CHAPTER 1
Now (Six Months after the Plague)
The familiar door of Yonne Qun’s house stood tall in its doorway. If Tiv Hunt looked straight at it and not to the right or the left, it almost looked normal. Wooden and rectangular and solid, in a gray brick wall, set with the button of a doorbell – non-functioning now – a tin knob, a tin knocker. A mail slot near the bottom, a ramp running up to the threshold. Extremely normal, except for the way the mail slot curved, like a metal mouth, grinning or frowning or smacking its lips by turns.

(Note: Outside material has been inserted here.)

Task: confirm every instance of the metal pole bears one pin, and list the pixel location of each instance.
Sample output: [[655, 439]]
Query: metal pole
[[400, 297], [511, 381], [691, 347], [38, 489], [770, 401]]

If Tiv turned her head, of course, she’d see the garden, a mess of surreal plants that often moved of their own volition. The street the house stood on, with a surface that twisted and rippled, was walkable but no longer suitable for bicycles or electric cars. The houses next to Qun’s stood in various states of disrepair: one blasted long ago into a pile of picked-over rubble; one twisted into an impassable, un-houselike spiral; one intact, but somehow pink and dripping; a few others, like Qun’s, livable with their various blemishes and clumsy repairs. This was one of the better streets. It had been six months since the Plague, and Tiv still wasn’t entirely used to things looking this way. Maybe no one ever would be.
She raised a hand, shifting the heavy pack on her shoulder, and knocked. Three quick taps, a pause, and two more.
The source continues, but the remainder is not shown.